Eternal Clock. Robbert van der Steeg (Flickr)

The need for adjustment stems from the fact that the planet’s rotation is gradually slowing down, due primarily to tidal forces. But while the length of the solar day changes, our atomic clocks go right on ticking, oblivious to the fact that a day has become slightly longer.

Recently, the question has been raised as to whether keeping our timekeeping in sync with the solar day is worth the technical obstacles and cost to business and governments. With financial transactions, cellular phone networks, air traffic control, industrial and countless other applications dependent upon precise timing, the Leap Second adjustment of time is more involved — and the need for predictability more critical — than it once was.

Since 1988, the decision of when to add or subtract a Leap Second has fallen to the International Earth Rotation and Reference Systems Service (IERS), which releases a bulletin each January and June indicting whether a adjustment will be made six months hence. When adjustments are necessary, they are always made at midnight June 30 or December 31.

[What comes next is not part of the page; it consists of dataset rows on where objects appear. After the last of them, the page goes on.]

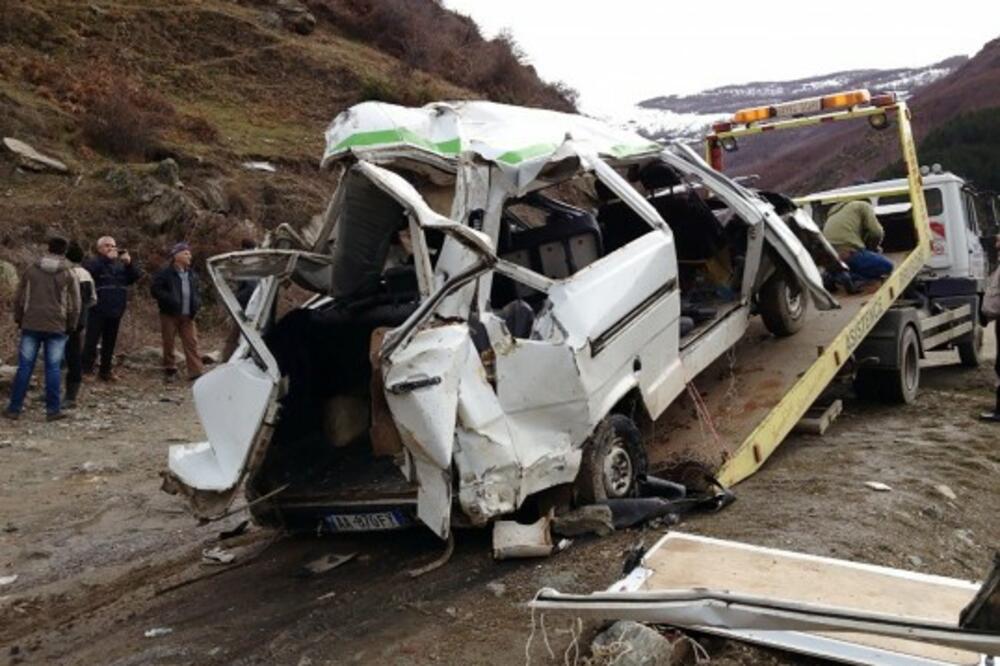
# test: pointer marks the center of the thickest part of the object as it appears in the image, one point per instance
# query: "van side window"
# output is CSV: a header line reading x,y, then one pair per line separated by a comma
x,y
935,202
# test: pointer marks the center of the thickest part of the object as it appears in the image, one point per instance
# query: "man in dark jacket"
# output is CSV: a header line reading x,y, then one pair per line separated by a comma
x,y
175,288
46,308
74,346
113,273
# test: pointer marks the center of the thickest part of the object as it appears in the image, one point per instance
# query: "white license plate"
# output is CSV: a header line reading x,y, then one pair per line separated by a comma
x,y
366,522
798,107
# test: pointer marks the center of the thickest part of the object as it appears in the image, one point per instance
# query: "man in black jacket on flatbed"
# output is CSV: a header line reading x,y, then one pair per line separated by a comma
x,y
113,273
175,288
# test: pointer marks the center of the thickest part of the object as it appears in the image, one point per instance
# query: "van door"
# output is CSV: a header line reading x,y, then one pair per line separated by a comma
x,y
237,402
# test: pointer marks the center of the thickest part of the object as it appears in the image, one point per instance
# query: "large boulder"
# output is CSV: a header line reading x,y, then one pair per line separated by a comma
x,y
627,643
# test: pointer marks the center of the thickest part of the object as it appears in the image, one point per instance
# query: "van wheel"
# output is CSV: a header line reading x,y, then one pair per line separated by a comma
x,y
782,304
969,352
613,462
898,385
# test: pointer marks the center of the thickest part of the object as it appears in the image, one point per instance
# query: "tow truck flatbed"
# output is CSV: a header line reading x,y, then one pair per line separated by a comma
x,y
740,409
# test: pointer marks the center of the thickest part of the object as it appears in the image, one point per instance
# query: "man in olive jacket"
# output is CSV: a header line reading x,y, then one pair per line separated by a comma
x,y
855,232
175,288
113,272
46,308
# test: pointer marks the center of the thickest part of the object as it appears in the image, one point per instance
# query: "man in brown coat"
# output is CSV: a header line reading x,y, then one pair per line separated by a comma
x,y
46,308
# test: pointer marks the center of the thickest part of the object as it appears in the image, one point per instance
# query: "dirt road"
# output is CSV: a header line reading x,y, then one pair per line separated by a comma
x,y
102,556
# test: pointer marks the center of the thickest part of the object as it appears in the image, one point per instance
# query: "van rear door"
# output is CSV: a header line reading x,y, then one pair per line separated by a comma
x,y
237,402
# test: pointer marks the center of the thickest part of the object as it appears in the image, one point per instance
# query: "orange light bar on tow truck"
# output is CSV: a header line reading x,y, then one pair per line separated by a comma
x,y
802,107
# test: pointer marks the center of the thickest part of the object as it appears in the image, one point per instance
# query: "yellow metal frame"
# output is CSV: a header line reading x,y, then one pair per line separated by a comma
x,y
769,434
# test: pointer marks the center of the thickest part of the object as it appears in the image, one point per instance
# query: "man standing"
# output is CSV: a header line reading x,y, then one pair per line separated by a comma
x,y
46,308
175,288
244,292
74,345
113,272
854,231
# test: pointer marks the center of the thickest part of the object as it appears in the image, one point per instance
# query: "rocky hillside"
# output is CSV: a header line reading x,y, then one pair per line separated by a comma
x,y
688,116
839,154
203,119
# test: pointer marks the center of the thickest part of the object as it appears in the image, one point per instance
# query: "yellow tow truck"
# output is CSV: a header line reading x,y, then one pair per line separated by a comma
x,y
739,411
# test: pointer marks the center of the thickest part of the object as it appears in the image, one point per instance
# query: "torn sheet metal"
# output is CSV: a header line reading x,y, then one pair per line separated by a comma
x,y
846,611
517,140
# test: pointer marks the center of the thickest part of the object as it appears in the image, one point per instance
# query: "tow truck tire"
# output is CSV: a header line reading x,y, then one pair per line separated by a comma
x,y
897,385
782,304
969,352
613,462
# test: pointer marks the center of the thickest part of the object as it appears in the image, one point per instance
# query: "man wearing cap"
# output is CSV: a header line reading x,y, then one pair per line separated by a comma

Some countries, including the U.S., Japan, Italy, Mexico and France have proposed abandoning the Leap Second, citing such difficulties as the inability of computer systems to precisely schedule processes beyond 6 months in the future, since an adjustment is always possible, but not predictable.

Other countries, including the UK, Canada, China and Germany, favor keeping the Leap Second; most nations, however, believe further study of the technical considerations and options is needed.

Unable to resolve the matter this week during a meeting of the ITU Radiocommunication Assembly, a decision has been postponed until 2015.

The most recent Leap Second was added at the end of December 31, 2008, and the next is scheduled to be added this June. In all, 25 Leap Seconds have been added since they were instituted in 1972. Never has second been subtracted.

Without adjustment, the difference between the solar day and our clocks would amount to about 30 minutes by the year 2700.